Maioria dos pretos e pardos têm posições operacionais e técnicas, segundo levantamento do Vagas.com.

Os trabalhadores negros têm participação reduzida em cargos de suporte, média e alta gestão. É o que mostra levantamento da Vagas.com, empresa de soluções tecnológicas de recrutamento e seleção.

De acordo com o levantamento, a maioria dos pretos e pardos ocupam posições operacionais (47,6%) e técnicas (11,4%) – percentuais superiores aos relatados por brancos, indígenas e amarelos.




Já uma minoria entre os negros relata ocupar cargos de diretoria, supervisão/coordenação e de senioridade, de alta e média gestão: apenas 0,7% têm cargos de diretoria, enquanto entre brancos, indígenas e amarelos, essa proporção é de 2%.

Entre os brancos, a participação nos cargos operacionais é de 35% – a menor verificada na pesquisa. Por outro lado, têm o maior percentual entre os que declaram ter cargos plenos, sêniores e de gerência, além de estágio. Já os amarelos têm a maior taxa entre os que declaram possuir cargos de supervisão/coordenação e trainee. Veja abaixo:

Participação em cargos  — Foto: Economia/G1

Participação em cargos — Foto: Economia/G1



“São dados extremamente alarmantes e que comprovam a clara presença do racismo no mercado de trabalho. Os números mostram que esse público é totalmente discriminado, tendo mais espaço em cargos operacionais”, aponta Renan Batistela, integrante do comitê de Diversidade & Inclusão da Vagas.com.

“Essa discrepância fica ainda mais notória quando analisamos o nível de graduação de todas as raças, comprovando que há uma clara distinção de oportunidades para os negros, especialmente em posições de suporte e gestão”, completa.

Em relação à escolaridade, a participação dos negros que declaram ter nível superior se aproxima dos brancos e amarelos e supera os dois grupos com ensino médio, profissionalizante e fundamental. Esses dados reforçam a discriminação no mercado de trabalho. Já no caso da pós-graduação, apenas 8,8% declaram ter esse grau de instrução – a menor participação entre todos os grupos. Veja abaixo:

Participação por grau de instrução — Foto: Economia/G1

Participação por grau de instrução — Foto: Economia/G1



“Detectamos que há um racismo estrutural, um racismo velado e que acaba prejudicando a justa inserção da população negra no mercado de trabalho”, critica Batistela.

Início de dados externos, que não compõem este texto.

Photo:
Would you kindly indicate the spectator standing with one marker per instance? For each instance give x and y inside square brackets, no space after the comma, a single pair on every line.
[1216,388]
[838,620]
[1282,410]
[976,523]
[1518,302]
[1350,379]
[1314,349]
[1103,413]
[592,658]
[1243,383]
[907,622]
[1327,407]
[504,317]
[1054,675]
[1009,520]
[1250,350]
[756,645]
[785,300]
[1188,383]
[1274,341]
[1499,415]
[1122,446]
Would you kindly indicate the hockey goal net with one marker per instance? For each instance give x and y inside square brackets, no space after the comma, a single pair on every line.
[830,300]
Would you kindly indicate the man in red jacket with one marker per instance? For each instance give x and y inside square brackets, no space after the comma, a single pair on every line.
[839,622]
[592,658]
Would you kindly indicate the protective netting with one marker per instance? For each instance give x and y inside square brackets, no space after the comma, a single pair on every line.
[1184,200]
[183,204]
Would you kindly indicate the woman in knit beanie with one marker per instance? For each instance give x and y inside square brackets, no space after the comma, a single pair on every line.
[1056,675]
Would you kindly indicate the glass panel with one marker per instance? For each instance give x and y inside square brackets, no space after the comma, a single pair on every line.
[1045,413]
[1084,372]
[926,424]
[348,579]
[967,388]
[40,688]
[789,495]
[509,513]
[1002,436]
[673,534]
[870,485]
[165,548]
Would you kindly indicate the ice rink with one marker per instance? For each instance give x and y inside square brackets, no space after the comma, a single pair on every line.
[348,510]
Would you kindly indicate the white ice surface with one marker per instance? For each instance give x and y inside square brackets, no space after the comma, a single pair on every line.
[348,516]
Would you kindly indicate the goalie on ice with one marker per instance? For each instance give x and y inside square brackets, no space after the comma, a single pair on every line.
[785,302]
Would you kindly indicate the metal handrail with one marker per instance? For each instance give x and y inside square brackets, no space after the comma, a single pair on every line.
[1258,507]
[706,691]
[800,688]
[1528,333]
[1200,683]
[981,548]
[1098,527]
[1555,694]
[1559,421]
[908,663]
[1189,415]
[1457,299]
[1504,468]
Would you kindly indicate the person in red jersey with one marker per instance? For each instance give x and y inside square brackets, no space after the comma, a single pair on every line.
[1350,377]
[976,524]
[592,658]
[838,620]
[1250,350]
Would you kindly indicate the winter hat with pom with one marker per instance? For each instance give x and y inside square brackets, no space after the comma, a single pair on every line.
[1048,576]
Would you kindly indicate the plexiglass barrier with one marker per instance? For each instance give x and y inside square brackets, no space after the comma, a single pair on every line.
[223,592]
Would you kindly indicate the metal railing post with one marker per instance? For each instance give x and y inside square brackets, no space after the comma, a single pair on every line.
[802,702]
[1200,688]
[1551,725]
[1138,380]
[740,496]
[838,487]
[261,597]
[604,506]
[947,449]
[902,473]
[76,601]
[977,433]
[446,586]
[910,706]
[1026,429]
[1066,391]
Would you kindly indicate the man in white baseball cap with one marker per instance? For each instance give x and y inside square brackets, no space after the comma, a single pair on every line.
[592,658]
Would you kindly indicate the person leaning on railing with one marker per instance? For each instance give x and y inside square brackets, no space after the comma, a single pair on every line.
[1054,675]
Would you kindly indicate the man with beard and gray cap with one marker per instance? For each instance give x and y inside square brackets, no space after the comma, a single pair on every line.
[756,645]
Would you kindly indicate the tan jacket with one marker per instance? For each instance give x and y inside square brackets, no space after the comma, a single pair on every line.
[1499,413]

Candidato pode fazer declaração racial

O levantamento foi realizado em agosto considerando o nível de cargo cadastrado pelos usuários da Vagas.com.br e que preencheram o campo de declaração racial, ferramenta disponível na plataforma desde abril para tornar os processos seletivos mais inclusivos.

“Antes as empresas só descobriam a ausência ou baixa participação de profissionais negros no momento das entrevistas e raramente reiniciavam as etapas anteriores para corrigir o erro. Além disso, para aquelas companhias interessadas em criar processos afirmativamente inclusivos, surgia a dúvida: mas onde encontro essas pessoas?”, comenta Renan Batistela.




O preenchimento das informações não é obrigatório, mas esse dado permite que as empresas signatárias do termo de responsabilidade possam utilizá-lo em seus processos seletivos com o intuito de promover a inclusão racial.

A partir da coleta da autodeclaração não obrigatória no currículo dos candidatos do Vagas.com.br e a disponibilidade de um critério de triagem de raça na plataforma de recrutamento, as empresas conseguem identificar exatamente quem estão movendo de uma fase para outra.

Desde que o recurso foi ao ar, 12 empresas assinaram o termo, enquanto outras nove estão em processo de adesão. Já os candidatos que preencheram a autodeclaração já ultrapassaram a marca de 200 mil. Desse total, 52,4% são negros (16,3% de pretos e 36,1% de pardos), 43,3% são brancos, 1,8% são amarelos, 0,2% são indígenas e 2,2% preferiram não responder.